Tail Dragger’s two slots (I am actually writing this while
staring at -- on my wall -- an Eddie’s Place poster featuring Lee Shot
Williams, Tail Dragger, Little Wolf and Jew Town which I tore off a
light pole on Roosevelt Rd. in 1977!) on “I’m Leaving You” and “Don’t
Trust No Woman” are close enough to the original “home laryngectomy that
failed” Wolf sound to make a Tuvan throat singer drool. But it’s Mr.
Dragger’s understanding of what Wolf did with his voice - delivering
every syllable like it’s been dragged out of hell on a meathook - that’s
downright… heartwarming? Yeah, it is.
Henry Gray, who actually played piano and
recorded with the Wolf…or at least it looks like him in the cave
painting…does a “Little Red Rooster” that could be the most mournful
song of all time. Both the
Willie Dixon barnyard classic and 92-year-old Gray’s equally suicidal
“Worried Life Blues” are more about Wolf’s meta-oeuvre than the actual
buried-alive-in-lava experience that was Howlin’ Wolf as celebrated by
them other guys on this thing. That doesn’t mean Henry’s tracks don’t
comprise a valued dimension of what must finally be acknowledged as a
musical genre onto itself: “Howlin’ Wolf.” Like another offshoot of the
Blues known as Rock & Roll, “Howlin’ Wolf” is just its own thing. And
Howlin’ at Greaseland is an
education in, and a celebration of, the man and the genre.

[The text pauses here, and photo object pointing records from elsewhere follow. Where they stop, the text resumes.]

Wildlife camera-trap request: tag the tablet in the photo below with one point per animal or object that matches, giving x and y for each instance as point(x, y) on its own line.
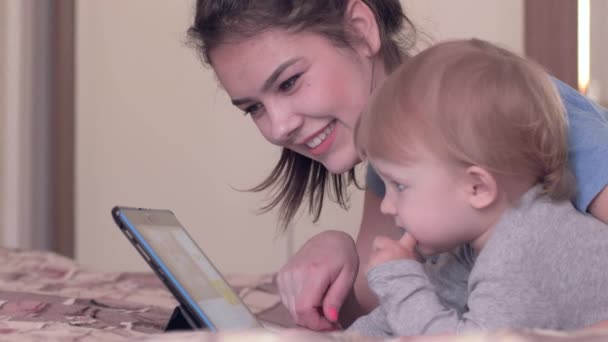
point(206, 299)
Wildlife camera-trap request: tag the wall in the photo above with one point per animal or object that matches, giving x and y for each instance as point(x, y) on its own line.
point(3, 90)
point(599, 52)
point(155, 130)
point(25, 104)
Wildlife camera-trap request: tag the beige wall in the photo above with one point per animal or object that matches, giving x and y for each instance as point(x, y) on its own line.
point(3, 86)
point(154, 130)
point(599, 52)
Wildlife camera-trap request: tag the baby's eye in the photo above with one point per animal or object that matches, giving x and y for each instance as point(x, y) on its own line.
point(289, 83)
point(253, 109)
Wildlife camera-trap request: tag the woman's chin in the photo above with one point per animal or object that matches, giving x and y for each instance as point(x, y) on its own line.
point(342, 165)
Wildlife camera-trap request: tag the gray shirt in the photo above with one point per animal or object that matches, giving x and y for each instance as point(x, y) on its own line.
point(544, 266)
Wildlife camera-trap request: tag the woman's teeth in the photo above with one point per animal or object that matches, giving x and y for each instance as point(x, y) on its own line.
point(316, 141)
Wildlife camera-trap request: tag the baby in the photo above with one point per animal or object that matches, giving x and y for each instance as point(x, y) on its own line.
point(470, 141)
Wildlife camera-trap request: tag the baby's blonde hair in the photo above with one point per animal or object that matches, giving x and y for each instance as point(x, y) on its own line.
point(476, 104)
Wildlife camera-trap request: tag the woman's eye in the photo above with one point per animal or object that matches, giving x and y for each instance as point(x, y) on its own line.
point(399, 187)
point(289, 83)
point(253, 109)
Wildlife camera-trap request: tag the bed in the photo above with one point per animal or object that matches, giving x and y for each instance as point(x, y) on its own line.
point(47, 297)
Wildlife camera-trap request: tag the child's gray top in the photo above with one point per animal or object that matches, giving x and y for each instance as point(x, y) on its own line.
point(544, 266)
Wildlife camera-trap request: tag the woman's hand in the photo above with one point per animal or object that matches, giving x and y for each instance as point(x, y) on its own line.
point(316, 280)
point(385, 249)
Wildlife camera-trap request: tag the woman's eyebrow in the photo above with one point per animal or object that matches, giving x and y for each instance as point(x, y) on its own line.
point(277, 73)
point(270, 80)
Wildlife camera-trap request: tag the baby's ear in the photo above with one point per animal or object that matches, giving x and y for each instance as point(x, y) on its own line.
point(480, 187)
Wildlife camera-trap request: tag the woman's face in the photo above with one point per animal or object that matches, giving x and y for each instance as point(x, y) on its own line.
point(300, 90)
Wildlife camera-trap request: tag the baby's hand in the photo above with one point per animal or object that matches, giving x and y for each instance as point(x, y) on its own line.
point(385, 250)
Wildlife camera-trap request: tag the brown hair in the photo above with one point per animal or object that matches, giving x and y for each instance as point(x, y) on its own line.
point(296, 177)
point(476, 104)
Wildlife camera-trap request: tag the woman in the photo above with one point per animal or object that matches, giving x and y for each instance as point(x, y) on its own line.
point(303, 71)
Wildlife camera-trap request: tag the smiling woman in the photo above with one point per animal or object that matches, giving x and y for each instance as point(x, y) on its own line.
point(304, 71)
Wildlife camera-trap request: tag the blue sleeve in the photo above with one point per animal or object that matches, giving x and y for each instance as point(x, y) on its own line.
point(588, 140)
point(373, 181)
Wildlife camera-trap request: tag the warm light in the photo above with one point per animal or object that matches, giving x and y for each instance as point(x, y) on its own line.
point(584, 44)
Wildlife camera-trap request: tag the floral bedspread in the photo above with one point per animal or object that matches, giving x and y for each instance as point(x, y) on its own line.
point(47, 297)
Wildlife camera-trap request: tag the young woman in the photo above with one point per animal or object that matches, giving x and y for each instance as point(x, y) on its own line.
point(303, 70)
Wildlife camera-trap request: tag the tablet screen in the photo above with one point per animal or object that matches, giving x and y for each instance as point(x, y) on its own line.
point(192, 270)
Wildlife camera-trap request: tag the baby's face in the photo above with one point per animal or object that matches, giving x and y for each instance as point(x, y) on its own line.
point(428, 198)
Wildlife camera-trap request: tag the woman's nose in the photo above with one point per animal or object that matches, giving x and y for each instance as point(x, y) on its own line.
point(387, 207)
point(284, 125)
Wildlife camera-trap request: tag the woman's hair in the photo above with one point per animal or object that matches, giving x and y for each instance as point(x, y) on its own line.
point(296, 177)
point(476, 104)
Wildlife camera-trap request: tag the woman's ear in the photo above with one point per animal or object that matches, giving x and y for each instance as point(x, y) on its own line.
point(480, 187)
point(362, 20)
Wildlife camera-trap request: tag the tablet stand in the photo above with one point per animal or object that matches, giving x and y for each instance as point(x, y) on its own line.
point(181, 320)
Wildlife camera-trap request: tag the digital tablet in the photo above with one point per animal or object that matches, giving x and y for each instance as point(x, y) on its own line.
point(206, 299)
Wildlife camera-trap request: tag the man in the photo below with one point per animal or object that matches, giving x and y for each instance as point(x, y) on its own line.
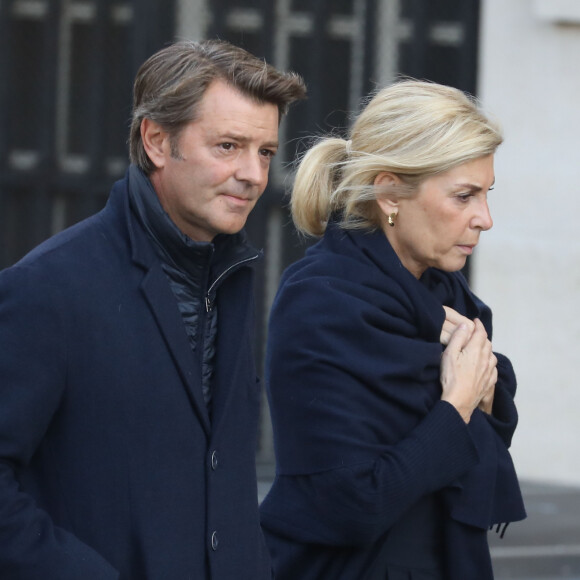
point(128, 393)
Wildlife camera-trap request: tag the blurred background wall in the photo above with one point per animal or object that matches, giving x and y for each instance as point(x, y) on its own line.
point(528, 266)
point(65, 99)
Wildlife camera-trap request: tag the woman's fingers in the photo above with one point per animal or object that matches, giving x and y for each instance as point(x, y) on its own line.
point(468, 370)
point(452, 321)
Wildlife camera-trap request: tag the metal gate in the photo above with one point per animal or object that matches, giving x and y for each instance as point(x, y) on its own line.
point(65, 99)
point(67, 68)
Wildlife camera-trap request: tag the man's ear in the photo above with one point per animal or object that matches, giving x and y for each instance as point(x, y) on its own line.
point(155, 142)
point(385, 183)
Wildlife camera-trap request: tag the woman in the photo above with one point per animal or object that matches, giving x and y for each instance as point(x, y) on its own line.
point(392, 416)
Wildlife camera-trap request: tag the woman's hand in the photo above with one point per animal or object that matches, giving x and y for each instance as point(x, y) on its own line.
point(468, 369)
point(452, 320)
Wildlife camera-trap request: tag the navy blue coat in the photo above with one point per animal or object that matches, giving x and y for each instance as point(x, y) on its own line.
point(109, 466)
point(361, 436)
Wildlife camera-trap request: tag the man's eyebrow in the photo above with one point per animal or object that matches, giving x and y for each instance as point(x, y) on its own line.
point(473, 186)
point(244, 139)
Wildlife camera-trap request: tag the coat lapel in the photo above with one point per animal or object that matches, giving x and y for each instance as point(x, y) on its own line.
point(233, 343)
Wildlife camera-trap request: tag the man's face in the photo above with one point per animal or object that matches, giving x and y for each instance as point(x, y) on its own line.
point(212, 181)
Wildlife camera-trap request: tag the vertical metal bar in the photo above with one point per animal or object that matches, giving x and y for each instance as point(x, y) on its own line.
point(420, 40)
point(468, 51)
point(5, 36)
point(370, 46)
point(386, 47)
point(46, 176)
point(319, 39)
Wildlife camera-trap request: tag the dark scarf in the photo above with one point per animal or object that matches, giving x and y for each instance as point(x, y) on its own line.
point(376, 371)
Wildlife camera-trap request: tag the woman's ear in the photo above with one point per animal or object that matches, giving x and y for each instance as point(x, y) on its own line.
point(155, 142)
point(385, 182)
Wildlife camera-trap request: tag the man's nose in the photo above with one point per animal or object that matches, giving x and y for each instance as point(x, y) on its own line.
point(252, 169)
point(482, 219)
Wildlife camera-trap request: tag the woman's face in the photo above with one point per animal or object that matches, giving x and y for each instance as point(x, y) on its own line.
point(441, 224)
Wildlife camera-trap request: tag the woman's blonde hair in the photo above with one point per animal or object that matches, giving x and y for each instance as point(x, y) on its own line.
point(414, 129)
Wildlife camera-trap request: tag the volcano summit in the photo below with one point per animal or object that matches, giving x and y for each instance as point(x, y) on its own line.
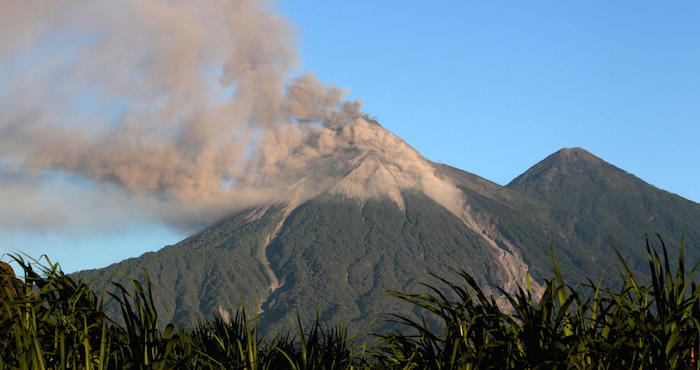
point(363, 212)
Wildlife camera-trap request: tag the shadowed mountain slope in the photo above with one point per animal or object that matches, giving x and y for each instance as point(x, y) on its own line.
point(384, 223)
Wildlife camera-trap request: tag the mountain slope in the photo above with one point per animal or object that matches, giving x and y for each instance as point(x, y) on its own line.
point(379, 216)
point(597, 203)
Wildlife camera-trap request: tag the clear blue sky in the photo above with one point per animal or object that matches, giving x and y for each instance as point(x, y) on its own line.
point(491, 87)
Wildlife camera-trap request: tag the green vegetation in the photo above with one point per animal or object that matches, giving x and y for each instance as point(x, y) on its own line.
point(52, 321)
point(341, 254)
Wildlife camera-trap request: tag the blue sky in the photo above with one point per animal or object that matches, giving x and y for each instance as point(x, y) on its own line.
point(491, 88)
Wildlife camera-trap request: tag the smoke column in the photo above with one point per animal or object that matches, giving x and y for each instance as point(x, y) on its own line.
point(179, 110)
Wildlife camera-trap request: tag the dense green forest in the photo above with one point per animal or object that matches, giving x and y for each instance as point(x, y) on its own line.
point(51, 320)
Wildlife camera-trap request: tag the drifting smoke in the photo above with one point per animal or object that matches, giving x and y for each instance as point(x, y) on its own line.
point(182, 110)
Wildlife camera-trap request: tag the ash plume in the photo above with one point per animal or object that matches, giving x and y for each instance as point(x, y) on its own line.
point(181, 110)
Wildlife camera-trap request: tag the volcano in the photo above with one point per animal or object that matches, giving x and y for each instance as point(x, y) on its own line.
point(368, 213)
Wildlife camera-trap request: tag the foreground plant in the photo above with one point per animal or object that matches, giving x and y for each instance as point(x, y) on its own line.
point(639, 326)
point(50, 320)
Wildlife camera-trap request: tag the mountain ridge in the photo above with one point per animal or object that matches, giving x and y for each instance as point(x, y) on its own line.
point(339, 249)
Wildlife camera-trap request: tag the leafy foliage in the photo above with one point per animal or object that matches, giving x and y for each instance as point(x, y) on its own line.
point(50, 320)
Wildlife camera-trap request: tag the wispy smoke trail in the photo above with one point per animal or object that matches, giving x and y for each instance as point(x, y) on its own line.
point(182, 109)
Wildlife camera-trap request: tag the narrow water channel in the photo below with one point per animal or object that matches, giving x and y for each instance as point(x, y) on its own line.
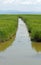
point(20, 52)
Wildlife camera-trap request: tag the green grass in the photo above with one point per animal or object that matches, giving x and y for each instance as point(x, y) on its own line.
point(9, 23)
point(33, 23)
point(8, 26)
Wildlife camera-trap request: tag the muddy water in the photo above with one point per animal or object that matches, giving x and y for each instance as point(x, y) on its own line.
point(21, 51)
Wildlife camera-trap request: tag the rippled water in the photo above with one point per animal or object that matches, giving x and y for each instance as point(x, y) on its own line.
point(21, 51)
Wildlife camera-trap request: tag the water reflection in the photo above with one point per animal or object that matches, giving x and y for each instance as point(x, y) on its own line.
point(5, 45)
point(21, 51)
point(36, 46)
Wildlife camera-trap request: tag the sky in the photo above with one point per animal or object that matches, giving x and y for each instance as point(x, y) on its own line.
point(21, 5)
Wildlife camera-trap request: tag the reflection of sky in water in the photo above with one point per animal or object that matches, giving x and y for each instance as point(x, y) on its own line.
point(20, 52)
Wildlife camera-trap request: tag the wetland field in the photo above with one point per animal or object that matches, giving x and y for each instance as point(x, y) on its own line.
point(20, 39)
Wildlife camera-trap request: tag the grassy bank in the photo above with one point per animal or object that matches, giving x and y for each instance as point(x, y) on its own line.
point(8, 27)
point(33, 23)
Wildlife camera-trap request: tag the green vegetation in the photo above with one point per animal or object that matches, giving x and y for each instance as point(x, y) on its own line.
point(9, 23)
point(33, 23)
point(8, 26)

Guitarists Andersen and Rockin’ Johnny and harp masters Estrin
and Aki Kumar will be showered with well-deserved raves
for all this. What will be less likely is: “Did you hear that bass on ‘Killin’
Floor’? Honest to God; if
you close your eyes you’ll swear it’s Chicken House Shorty!” The glam
axes catch our ears because that’s how are ears are trained, but
June Core, Derrick Dear Martin and Alex Petterson
on drums and Robby Yamilow, Joe Kyle Jr, Vance Ehlers, Patrick
Rynn and Mike Phillips on bass drive every
built-up-from-the-ground cut for comfort and for speed.
Howlin’ Wolf had a lot of great songs, and probably a bunch of
songs that were just okay until he sang them and they suddenly wrought
hell on your vital signs. A CD like this could have gone on forever, and
I did miss what a woman’s voice might’ve brought to it. But to
approximate the power of this giant of our music and our history, you’ll
never do better in ten songs - and four brief but glistening anecdotes -
than Howlin’ at Greaseland.
Like the man himself, the experience is nothing short of volcanic.